In Dawn Eden’s book The Thrill of the Chaste, Kevin Tierney offers a prescription for modesty that sounds a bit on the stern side:

When I help others, am I doing it so people can realize how generous and great I am? When I sing and pray at Mass, am I elevating my voice just a little bit so that everyone can hear how good I sing?…In short, how much am I like Christ (who lived a life of having himself despised for our sake) and how much like the Pharisee, who though fully and ornately clothed radiated immodesty.

A certain amount of self-advertising is necessary for obtaining goods, like jobs and new friends, that even a well-ordered appetite would desire. For those in the market, it is absolutely essential for the acquisition of a mate. We might say that modesty should check self-assertion when it aims at goods beyond these – fame for fame’s sake, power for power’s sake, sex for pleasure’s sake, or in my case, admiration for validation’s sake.

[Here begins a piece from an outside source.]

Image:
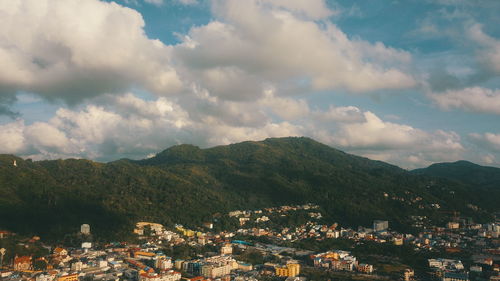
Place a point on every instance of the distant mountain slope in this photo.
(186, 184)
(465, 172)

Now, it’s relatively easy for me, a life-celibate, to remind myself to squash occasional impulses to strut the rusted debris of my stuff. What practical advice I would give to a young Catholic guy – an undergrad at Steubenville, say, or Dallas – I have no idea. Even kids that age who aren’t rutting like brute beasts are jockeying for pride of place like bighorned sheep on jimson weed. In that state of barely tamed nature, hearing that reason is proper to man just doesn’t sound very convincing.

I suppose I would refer them to Josef Pieper, who writes that Temperance, modesty’s umbrella corporation, “renders men beautiful,” but “with a more spiritual, more austere, more virile aspect.” It is as though the soul, by drawing nearer to God, causes a cleft to form in the chin.

Pieper continues:

It is not easy to read in a man’s face whether he is just or unjust. Temperance or intemperance, however, loudly proclaim themselves in the order or disorder of the features, in the attitude, the laugh, the handwriting. Temperance, as the inner order of man, can as little remain “purely interior” as the soul itself, and as all other life of the soul or mind. It is the nature of the soul to be “the form of the body.”

In other words, for a young bookworm or aesthete to fear being mistaken for Ven. Pope Pius XII is perfectly understandable. But woe betide him who breaks that mold too eagerly. Before long, he might end up being mistaken for Bluto from Animal House.